Staphylococcus aureus (S. aureus) is a frequent colonizer of humans contributing to normal bacterial flora in nose, skin and mucosa. In addition, it is an important human pathogen causing various diseases ranging from superficial skin infections to life-threatening infections. Methicillin resistant S. aureus (MRSA) strains are rapidly spreading in the community (CA-MRSA) and is consequently becoming a more serious health threat. The capacity of S. aureus to cause this spectrum of human diseases reflects an ability to adapt to distinct microenvironments in the human body and suggests that the pathogenesis of S. aureus infection is a complex process involving a diverse array of virulence determinants that are coordinately expressed at different stages of infection.
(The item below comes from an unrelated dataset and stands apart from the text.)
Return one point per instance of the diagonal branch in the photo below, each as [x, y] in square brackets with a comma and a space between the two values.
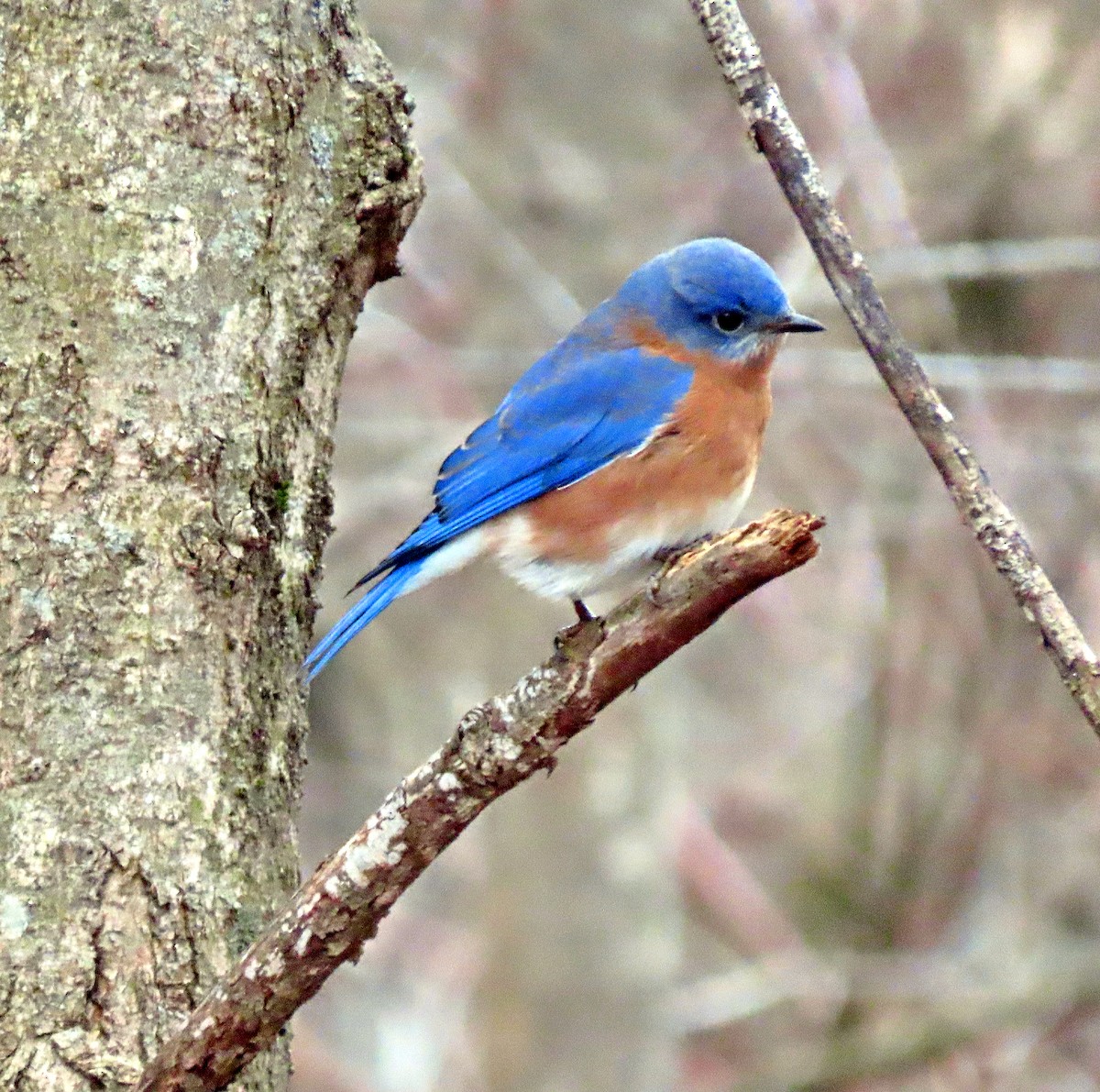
[496, 745]
[993, 522]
Studies have shown that virulence factors are very differently distributed among strains and are not always regulated in the same way, reflecting the ability of S. aureus to adapt and survive in different environmental niches and resist antibiotic treatment. C. elegans has previously been established as a model host for the study of S. aureus pathogenesis and CA-MRSA strains are capable of killing C. elegans[1]. We have screened thirty clinical MRSA isolates and found that in terms of pathogenicity they can be divided into separate classes. Using these classes we wish to identify new virulence markers and novel immunity pathways activated in response to S. aureus infection. We are particularly interested in evaluate virulence determinants during colonization versus infection and establishing their clinical relevance in humans. Inactivation of some S-M checkpoint proteins increase stress resistance and lifespan of C. elegans[2]. Since there may exist a potential correlation between stress response and immune function we are studying the role of checkpoint proteins to S. aureus exposure. We have identified several novel genes with potential checkpoint function which increase lifespan and thermotolerance. We find that that mutation of one of these, the transmembrane protein NDG-4, also confers resistance towards S. aureus infection. Epistasis analysis reveals that increased tolerance towards S. aureus infection is partially dependent on insulin signaling but that another unidentified component is involved as well. 1. Sifri, C.D., et al. 2003. 71(4): p. 2208-17. 2. Olsen, A., M.C. Vantipalli, and G.J. Lithgow. Science, 2006. 312(5778): p. 1381-5.